With global headlines trained on Peru after the apparent suicide of former Peruvian president Alan Garcia linked to the infamous Odebrecht affair, the five-year drama of scandal and corruption has received fresh impetus for resolution.
The government in Peru recently released details of a formal partnership with blockchain firm Stamping.io and the Inter-American Development Bank to develop a transparent system for contract procurement. The platform will be fully digitized on a blockchain ledger, with its immutable architecture being the basis for unrivaled veracity.
It hopes to use this trustless system to verify state contracts, ensuring they are tamper-free, cannot be manipulated and cannot be used to send unauthorized deliveries or receipts, thus lowering the risk of fraudulent activity.

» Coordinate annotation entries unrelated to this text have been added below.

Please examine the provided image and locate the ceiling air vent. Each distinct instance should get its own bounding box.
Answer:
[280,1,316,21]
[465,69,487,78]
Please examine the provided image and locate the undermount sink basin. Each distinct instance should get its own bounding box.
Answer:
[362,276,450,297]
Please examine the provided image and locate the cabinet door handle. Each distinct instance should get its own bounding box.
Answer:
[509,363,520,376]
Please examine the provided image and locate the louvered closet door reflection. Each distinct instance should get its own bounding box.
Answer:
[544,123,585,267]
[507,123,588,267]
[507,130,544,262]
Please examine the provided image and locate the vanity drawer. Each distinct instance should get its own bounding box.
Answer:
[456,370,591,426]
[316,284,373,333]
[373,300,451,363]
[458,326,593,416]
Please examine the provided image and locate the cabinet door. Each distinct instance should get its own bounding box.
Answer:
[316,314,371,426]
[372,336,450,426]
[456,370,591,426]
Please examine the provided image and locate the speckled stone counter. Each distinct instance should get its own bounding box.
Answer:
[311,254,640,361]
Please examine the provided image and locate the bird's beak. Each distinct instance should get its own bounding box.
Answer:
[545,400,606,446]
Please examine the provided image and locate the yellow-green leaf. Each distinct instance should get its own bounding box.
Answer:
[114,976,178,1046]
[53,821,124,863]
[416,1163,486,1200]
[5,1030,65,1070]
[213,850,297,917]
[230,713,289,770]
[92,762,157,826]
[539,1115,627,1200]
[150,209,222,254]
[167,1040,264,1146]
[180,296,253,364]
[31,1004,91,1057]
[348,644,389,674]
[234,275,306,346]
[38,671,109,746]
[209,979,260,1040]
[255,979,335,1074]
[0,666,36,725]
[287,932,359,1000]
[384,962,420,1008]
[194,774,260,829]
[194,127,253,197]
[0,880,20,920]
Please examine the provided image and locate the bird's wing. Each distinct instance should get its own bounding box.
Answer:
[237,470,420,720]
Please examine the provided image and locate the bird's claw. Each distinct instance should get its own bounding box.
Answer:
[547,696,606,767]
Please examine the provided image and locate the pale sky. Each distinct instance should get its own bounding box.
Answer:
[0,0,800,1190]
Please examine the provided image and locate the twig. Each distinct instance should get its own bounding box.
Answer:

Legaler CEO and Australian Legal Technology Association president Steve Ghiassi declared:
“A key part to reducing corruption is to create more transparency and traceability. [It] could reduce some level of internal fraud and tampering, as internal audits could be conducted more accurately with a full, visible trail.”
So far, it has agreed to register purchase orders from Peru Compras, which is a state agency regulating electronic purchases on the LAC-Chain blockchain. This private blockchain itself is an Inter-American Development Bank project that promotes the idea of a blockchain ecosystem in Latin America and the Caribbean.